Действие в трагедии несло в себе преимущественно эпический момент и поэтому было скорее событием, чем собственно действием. Античный мир еще не осмыслил для себя значение субъективности: и индивид предпочитал полагаться на такие более надежные субстанциональные определенности, как государство, семья или судьба. Поэтому и вина, наряду с действием, выступала как некое промежуточное звено, включенное между актами действия и страдания. Но постепенно и сама вина стала приобретать индивидуализированный и нравственный характер, разместив трагическое между двумя крайностями: если индивид не несет на себе никакой вины, он не представляет интереса для трагедии, потому что в этом случае трагической коллизии уже не достает напряженности. Когда же трагический герой становится носителем зла, а зло – предметом трагедии, то уже само зло не представляет какого-либо эстетического интереса, т. е. чуждо для трагедийной поэтики5.
Но человек – прежде всего «животное политическое», и в предложенной Аристотелем функциональной интерпретации трагедии два аффекта, порождающие катарсис, – страх и сострадание – становятся или кажутся по-настоящему политическими переживаниями. Оба эти чувства, погружая человека в мрачную пучину меланхолического переживания и доводя его до предела, тем самым высвобождают его дотоле скрытые положительные качества. Аристотель определял трагедию именно как «очищение (катарсис) через страх и сострадание»: очищение души, которое происходит вслед за сильными переживаниями, полученными от трагедии, наполняет ее спокойствием, «подсвеченным лучами истины».
И целью Элевсинских мистерий было сообщить эту истину посвященному через личное переживание, через понятные изображения и их яркое отображение. У Эсхила и Софокла уже по ту сторону страха и сострадания проступали мир и свет, у Еврипида, представителя уже чисто интеллектуальной и рационалистической цивилизации, страх и сострадание кажутся лишенными трансцендентального воздействия и духовного умиротворения, а человек представляется здесь жертвой случая или божественного каприза: «После трагедий Эсхила и Софокла человек чувствовал себя обновленным, духовно возвышенным.
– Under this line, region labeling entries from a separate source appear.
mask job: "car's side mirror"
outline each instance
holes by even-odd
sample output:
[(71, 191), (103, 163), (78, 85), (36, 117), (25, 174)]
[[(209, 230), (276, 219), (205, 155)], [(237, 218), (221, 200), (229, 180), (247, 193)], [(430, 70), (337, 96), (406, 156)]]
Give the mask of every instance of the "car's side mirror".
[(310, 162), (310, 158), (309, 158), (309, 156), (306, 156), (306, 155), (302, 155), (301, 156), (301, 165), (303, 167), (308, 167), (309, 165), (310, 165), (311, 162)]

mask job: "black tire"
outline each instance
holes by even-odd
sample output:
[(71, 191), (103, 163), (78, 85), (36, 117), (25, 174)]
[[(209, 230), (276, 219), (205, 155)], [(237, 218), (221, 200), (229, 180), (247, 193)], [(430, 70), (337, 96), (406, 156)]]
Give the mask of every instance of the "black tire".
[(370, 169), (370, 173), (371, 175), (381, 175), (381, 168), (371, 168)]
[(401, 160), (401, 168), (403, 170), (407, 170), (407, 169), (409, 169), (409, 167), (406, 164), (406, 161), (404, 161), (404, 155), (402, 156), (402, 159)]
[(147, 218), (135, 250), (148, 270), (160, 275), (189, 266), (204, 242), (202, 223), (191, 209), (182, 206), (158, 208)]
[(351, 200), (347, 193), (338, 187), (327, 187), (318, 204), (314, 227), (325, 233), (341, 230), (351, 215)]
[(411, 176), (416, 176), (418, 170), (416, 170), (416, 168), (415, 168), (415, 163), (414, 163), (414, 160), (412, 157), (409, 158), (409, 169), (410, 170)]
Мелодрама Еврипида оставляла его взволнованным и переполненным чувствами». (В этой связи Фабр д′Оливе говорил о принципиальном вырождении трагедии, о выявившемся пренебрежении правилами и традициями: «если бы выполнялись законы, те, что были в первую очередь направлены против авторов, которые в рассмотрении трагических сюжетов лишали их оккультного смысла, Еврипиду не было бы позволено вывести напоказ стольких героев, опустившихся в противостоянии многочисленным несчастьям… представлять эти нескончаемые сцены стыда, скандала и преступлений». Театр становился школой страстей, распахнув двери для «презрения и осмеяния сомнений, ужасающих святотатств, полной потери памяти о божественном, и вся эта толпа не преминула внедриться в каждое святилище». Упрочив положение своих основ, сама трагедия начала быстро деградировать.)6
Свое обязательное идейное и нормативное ограничение античная трагедия прежде всего нашла в конфликте двух противоположных этических начал. И результатом коллизии всегда становилось крушение именно субъективного начала, этически отождествленного с несчастьем; объективное начало, действовавшее вопреки человеческой воле, принимало форму предначертания и судьбы: действительное поведение героя воспринималось здесь только в связи с этим объективным началом.
Благие намерения не исключали виновности. Коллективная, родовая ответственность распределяла вину на всех членов кровно-родственного союза и передавала ее по наследству. В этом процессе вина сливалась с судьбой и роком.